Direct Urine Resistance Detection Using VITEK 2

Eva Torres-Sangiao; Brais Lamas Rodriguez; María Cea Pájaro; Raquel Carracedo Montero; Noelia Parajó Pazos; Carlos García-Riestra

doi:10.3390/antibiotics11050663

Direct Urine Resistance Detection Using VITEK 2

Antibiotics (Basel). 2022 May 15;11(5):663. doi: 10.3390/antibiotics11050663.

Authors

Eva Torres-Sangiao^{1

2

3}, Brais Lamas Rodriguez⁴, María Cea Pájaro⁵, Raquel Carracedo Montero⁵, Noelia Parajó Pazos⁵, Carlos García-Riestra^{1

4

5}

Affiliations

¹ Grupo Escherichia coli, Fundación Instituto de InvestigaciónSanitaria (FIDIS), Hospital Clínico Universitario de Santiago de Compostela (CHUS), 15706 Santiago de Compostela, Spain.
² Clinical Microbiology Lab, University Hospital Marqués de Valdecilla, 39008 Santander, Spain.
³ Instituto de Investigación Sanitaria Marqués de Valdecilla (IDIVAL), 39011 Santander, Spain.
⁴ Dto Microbiology at Medical School, University of Santiago de Compostela, 15705 Santiago de Compostela, Spain.
⁵ Clinical Microbiology Lab, Hospital Clínico Universitario de Santiago de Compostela (CHUS), 15706 Santiago de Compostela, Spain.

Abstract

Urinary tract infections (UTIs) are the most common infectious diseases in both communities and hospitals. With non-anatomical or functional abnormalities, UTIs are usually self-limiting, though women suffer more reinfections throughout their lives. Certainly, antibiotic treatment leads to a more rapid resolution of symptoms, but also it selects resistant uropathogens and adversely affects the gut and vaginal microbiota. As uropathogens are increasingly becoming resistant to currently available antibiotics, it could be time to explore alternative strategies for managing UTIs. Rapid identification and antimicrobial susceptibility testing (AST) allow fast and precise treatment. The objective of this study was to shorten the time of diagnosis of UTIs by combining pathogen screening through flow cytometry, microbial identification by matrix-assisted laser desorption ionisation time-of-flight mass spectrometry (MALDI-TOF MS), and the VITEK 2 system for the direct analysis of urine samples. First, we selected positive urine samples by flow cytometry using UF5000, establishing the cut-off for positive at 150 bacteria/mL. After confirming the identification using MALDI-TOF MS and filtering the urine samples for Escherichia coli, we directly tested the AST N388 card using VITEK 2. We tested a total of 211 E. coli from urine samples. Cefoxitin, ertapenem, imipenem, gentamicin, nalidixic acid, ciprofloxacin, fosfomycin, and nitrofurantoin had no major important errors (MIE), and ampicillin, cefuroxime, and tobramycin showed higher MIEs. Cefepime, imipenem, and tobramycin had no major errors (ME). Fosfomycin was the antibiotic with the most MEs. The antibiotic with the most minor errors (mE) was ceftazidime. The total categorical agreement (CA) was 97.4% with a 95% CI of (96.8-97.9)_95%. The direct AST from the urine samples proposed here was shorter by one day, without significant loss of sensibility regarding the standard diagnosis. Therefore, we hypothesize that this method is more realistic and better suited to human antibiotic concentrations.

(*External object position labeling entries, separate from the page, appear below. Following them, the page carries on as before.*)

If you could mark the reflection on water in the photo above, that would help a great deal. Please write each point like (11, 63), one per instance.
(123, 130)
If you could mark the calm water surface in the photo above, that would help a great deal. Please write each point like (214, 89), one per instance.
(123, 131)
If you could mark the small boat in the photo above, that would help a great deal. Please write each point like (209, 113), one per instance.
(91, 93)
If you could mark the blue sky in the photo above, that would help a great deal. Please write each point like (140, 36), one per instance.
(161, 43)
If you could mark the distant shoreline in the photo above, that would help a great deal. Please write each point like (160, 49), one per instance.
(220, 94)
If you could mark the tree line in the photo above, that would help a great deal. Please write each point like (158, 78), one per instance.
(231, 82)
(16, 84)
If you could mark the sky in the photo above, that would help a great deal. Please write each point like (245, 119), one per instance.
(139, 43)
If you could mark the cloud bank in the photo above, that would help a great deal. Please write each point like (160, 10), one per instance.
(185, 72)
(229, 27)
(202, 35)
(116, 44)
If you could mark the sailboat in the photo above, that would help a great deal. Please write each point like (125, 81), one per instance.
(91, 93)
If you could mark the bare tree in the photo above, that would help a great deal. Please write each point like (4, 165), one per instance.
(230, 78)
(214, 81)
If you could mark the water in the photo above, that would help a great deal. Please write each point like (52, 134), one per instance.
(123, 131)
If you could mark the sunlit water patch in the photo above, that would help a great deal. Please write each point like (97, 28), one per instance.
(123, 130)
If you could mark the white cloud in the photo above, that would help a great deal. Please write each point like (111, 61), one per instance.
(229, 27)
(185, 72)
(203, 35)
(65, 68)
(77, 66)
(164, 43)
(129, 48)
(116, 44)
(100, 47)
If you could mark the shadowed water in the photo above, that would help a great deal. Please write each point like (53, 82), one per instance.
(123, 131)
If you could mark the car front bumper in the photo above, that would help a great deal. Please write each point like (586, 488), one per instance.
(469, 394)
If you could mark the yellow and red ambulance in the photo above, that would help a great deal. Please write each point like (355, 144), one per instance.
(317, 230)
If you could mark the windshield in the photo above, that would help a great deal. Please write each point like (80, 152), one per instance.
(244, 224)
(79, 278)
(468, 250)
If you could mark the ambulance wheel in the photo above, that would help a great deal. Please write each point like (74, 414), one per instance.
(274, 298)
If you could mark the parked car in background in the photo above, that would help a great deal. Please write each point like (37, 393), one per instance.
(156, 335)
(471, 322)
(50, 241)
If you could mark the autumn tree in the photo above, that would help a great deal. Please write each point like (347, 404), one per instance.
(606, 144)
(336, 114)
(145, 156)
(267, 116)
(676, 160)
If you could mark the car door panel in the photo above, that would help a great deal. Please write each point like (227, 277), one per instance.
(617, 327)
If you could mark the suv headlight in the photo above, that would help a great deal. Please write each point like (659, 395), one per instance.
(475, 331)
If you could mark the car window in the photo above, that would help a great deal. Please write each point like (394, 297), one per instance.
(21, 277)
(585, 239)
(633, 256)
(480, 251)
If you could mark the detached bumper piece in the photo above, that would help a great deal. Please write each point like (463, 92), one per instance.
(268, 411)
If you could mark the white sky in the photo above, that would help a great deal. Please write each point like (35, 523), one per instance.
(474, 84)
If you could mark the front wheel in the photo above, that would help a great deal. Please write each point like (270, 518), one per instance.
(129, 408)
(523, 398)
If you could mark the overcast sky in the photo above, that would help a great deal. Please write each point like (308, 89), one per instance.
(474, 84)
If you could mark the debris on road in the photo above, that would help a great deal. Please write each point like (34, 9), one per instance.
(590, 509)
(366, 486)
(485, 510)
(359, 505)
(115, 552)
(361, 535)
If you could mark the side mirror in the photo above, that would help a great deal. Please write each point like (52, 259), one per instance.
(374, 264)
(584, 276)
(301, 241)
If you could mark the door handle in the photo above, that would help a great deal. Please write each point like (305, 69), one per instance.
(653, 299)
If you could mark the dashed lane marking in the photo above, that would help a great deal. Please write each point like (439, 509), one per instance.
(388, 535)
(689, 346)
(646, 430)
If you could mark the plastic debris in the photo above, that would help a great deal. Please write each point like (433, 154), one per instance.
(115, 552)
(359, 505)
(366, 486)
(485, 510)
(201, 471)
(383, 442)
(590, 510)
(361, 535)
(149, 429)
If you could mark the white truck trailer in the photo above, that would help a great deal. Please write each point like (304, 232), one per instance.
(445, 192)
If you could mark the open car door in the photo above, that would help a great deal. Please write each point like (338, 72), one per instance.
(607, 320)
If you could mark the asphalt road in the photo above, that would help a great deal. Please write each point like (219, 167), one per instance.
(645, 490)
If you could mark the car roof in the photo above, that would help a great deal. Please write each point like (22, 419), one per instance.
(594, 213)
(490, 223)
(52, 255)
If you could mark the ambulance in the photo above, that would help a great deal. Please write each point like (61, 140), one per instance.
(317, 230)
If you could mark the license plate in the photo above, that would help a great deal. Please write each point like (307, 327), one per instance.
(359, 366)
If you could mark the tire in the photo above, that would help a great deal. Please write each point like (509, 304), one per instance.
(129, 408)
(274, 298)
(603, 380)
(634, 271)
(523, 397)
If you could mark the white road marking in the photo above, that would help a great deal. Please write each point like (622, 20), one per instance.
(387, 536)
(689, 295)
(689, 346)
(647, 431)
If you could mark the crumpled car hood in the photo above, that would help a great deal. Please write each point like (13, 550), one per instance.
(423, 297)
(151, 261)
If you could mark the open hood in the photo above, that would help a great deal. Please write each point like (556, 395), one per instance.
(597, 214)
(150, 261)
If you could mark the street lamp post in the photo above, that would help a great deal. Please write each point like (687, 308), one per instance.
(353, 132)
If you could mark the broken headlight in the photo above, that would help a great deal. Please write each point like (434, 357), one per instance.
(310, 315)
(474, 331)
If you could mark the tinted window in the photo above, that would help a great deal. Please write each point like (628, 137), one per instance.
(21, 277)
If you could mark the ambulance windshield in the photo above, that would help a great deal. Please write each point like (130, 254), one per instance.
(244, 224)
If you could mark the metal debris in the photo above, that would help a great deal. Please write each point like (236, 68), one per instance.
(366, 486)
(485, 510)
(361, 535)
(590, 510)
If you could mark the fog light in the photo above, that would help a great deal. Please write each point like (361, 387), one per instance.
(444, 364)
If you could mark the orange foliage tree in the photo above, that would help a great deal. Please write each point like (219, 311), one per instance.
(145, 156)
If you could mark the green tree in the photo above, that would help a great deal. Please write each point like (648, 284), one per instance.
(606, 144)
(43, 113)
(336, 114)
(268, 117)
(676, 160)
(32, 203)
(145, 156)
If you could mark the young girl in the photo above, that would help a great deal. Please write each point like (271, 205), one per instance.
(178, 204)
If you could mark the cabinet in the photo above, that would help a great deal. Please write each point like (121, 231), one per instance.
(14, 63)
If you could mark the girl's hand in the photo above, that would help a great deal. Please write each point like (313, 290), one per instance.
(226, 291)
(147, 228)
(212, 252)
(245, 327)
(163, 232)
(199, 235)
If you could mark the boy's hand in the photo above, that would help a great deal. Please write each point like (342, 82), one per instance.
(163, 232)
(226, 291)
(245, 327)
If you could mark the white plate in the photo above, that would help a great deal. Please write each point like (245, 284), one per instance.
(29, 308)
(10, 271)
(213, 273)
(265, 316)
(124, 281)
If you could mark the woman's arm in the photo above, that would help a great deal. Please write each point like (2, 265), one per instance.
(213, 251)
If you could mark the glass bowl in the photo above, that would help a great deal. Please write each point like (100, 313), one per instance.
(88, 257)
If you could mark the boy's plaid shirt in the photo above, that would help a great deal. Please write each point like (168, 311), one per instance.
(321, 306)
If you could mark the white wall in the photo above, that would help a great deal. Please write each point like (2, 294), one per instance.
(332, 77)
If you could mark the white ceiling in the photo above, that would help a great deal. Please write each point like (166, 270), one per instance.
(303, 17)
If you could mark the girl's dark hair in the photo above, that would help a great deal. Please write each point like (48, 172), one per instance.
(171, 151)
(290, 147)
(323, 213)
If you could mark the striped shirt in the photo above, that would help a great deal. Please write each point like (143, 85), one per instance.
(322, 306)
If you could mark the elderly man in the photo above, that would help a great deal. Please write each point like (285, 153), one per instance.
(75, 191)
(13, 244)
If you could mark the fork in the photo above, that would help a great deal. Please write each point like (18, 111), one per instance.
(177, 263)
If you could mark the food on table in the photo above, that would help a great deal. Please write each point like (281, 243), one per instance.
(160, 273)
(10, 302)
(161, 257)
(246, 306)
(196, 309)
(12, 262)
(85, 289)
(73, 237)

Keywords: Escherichia coli; MALDI-TOF MS; carbapenemases; resistance; urinary tract infections.

Grants and funding

This work was supported by the Joint Programming Initiative-Antimicrobial Resistance (JPI634 AMR), the DARWIN Project [#7044-00004B], and ISCIII funding number AC16/00049. ETS was supported by a regional postdoctoral grant (Axudas de Apoio á Etapa De Formación Posdoutoral (Modalidade A), 2016-2019), GAIN, Xunta de Galicia (ES).